Broussonetia foliis tri-vel quinque-lobis, acutis, serratis, supra scabris, subtus pubescentibus.

Broussonetia with leaves from 3-to 5-lobed, pointed, sawed, rough on the upper surface, and softly haired beneath.

REFERENCE TO THE PLATE.

Male Plant.

1. An empalement and chives, in an infant state.
2. The same magnified.
3. An empalement and chives in perfection.
4. The same magnified.

Female Plant.

1. The catkin with a pointal detached.
2. A section of the same when in fruit.
3. One of the florets with the seed detached.
4. A seed cut in two, and magnified.

This useful plant is the Morus papyrifera of Linnæus, but certainly would not have been so called by him, had both, the male and female plant come under his inspection, as it does not belong either to the class or order of the Mulberry. Neither of the plants, when in bloom, possesses much beauty, but they have rather a sombre aspect: yet the female plant, when in fruit, is certainly very handsome. In Japan and the South Sea Islands, where it is indigenous, the bark of it serves to make a clothing for the natives. In Japan, it not only makes cloth for them, but all the Japanese paper is made from the bark of it. There are four sorts. The first is a royal size, of a square form, very smooth, and painted on one side. The second is a fine letter paper, in sheets often three feet long.
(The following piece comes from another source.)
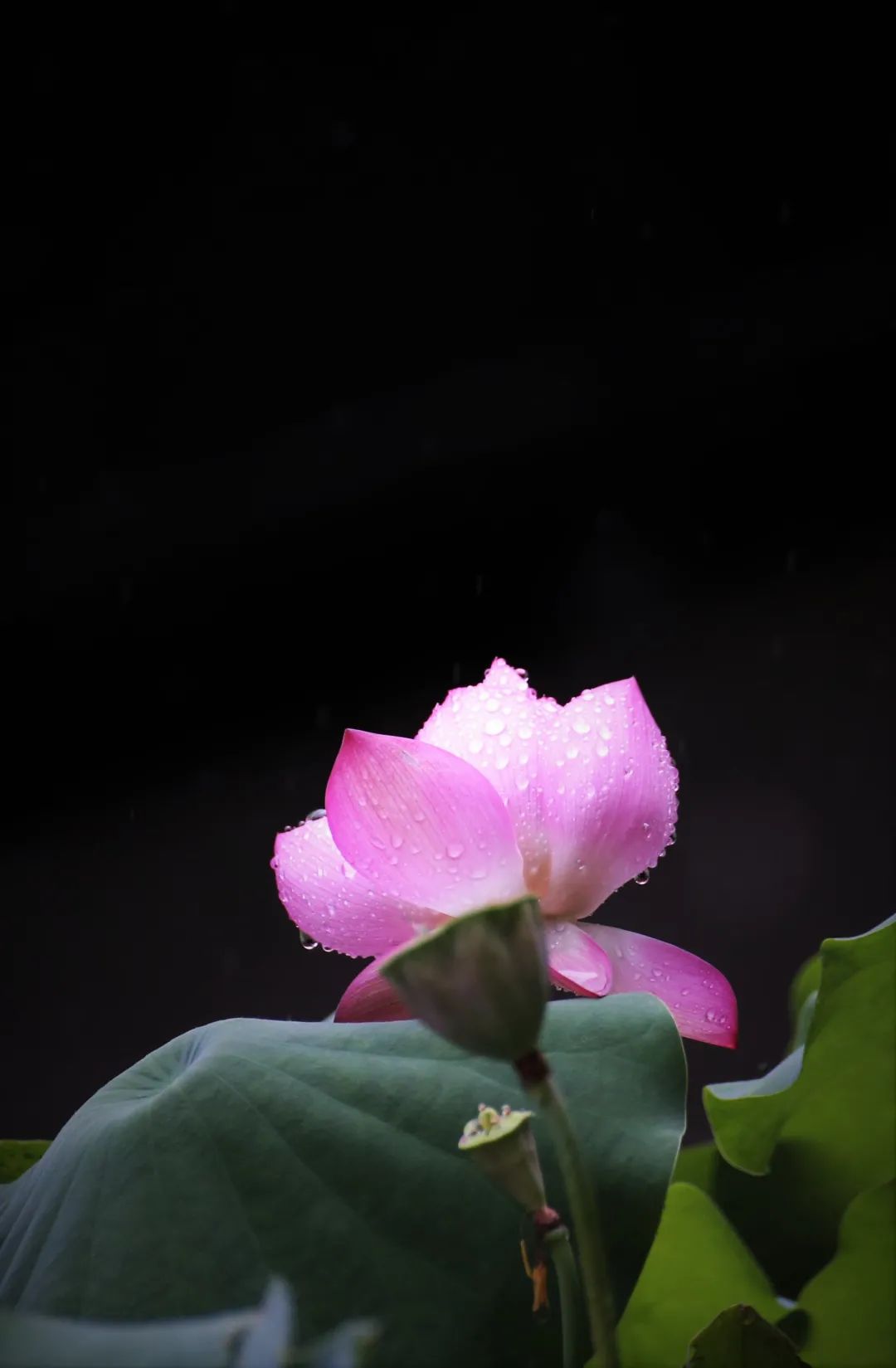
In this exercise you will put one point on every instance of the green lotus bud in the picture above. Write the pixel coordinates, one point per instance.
(480, 980)
(504, 1146)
The third is used for covering their best varnished articles, and so fine as sometimes to look like a spider’s web. The fourth is a common writing-paper, varying in size and form. The process of its manufacture is by cutting off the shoots after the leaves fall, and boiling them till the bark separates. It is then peeled off, and steeped 3 or 4 hours in water, to purify, and the black outer cuticle, and green matter within, are scraped off and separated, according to their qualities. It is again boiled with a little ashes, and stirred with a bamboo stick; and the boiling is complete when its downy fibres can be separated with a touch of the finger. It is then agitated in water till it appears like a lump of tow, and again beat with camphor wood battens, and strained, for the coarser paper. An infusion of the roots of the Hibiscus manihot, or the leaves of Rivaria Japonica, with the flour of Japan rice, is then mixed with it, and poured on their moulds; which are not, like ours, formed of wire, but of fine rushes, and the sheets laid on a matted table with a fine shred of bamboo between each, and covered by a board with a stone upon it, to squeeze out the water, dried the next day singly on flat boards, and then packed up for sale.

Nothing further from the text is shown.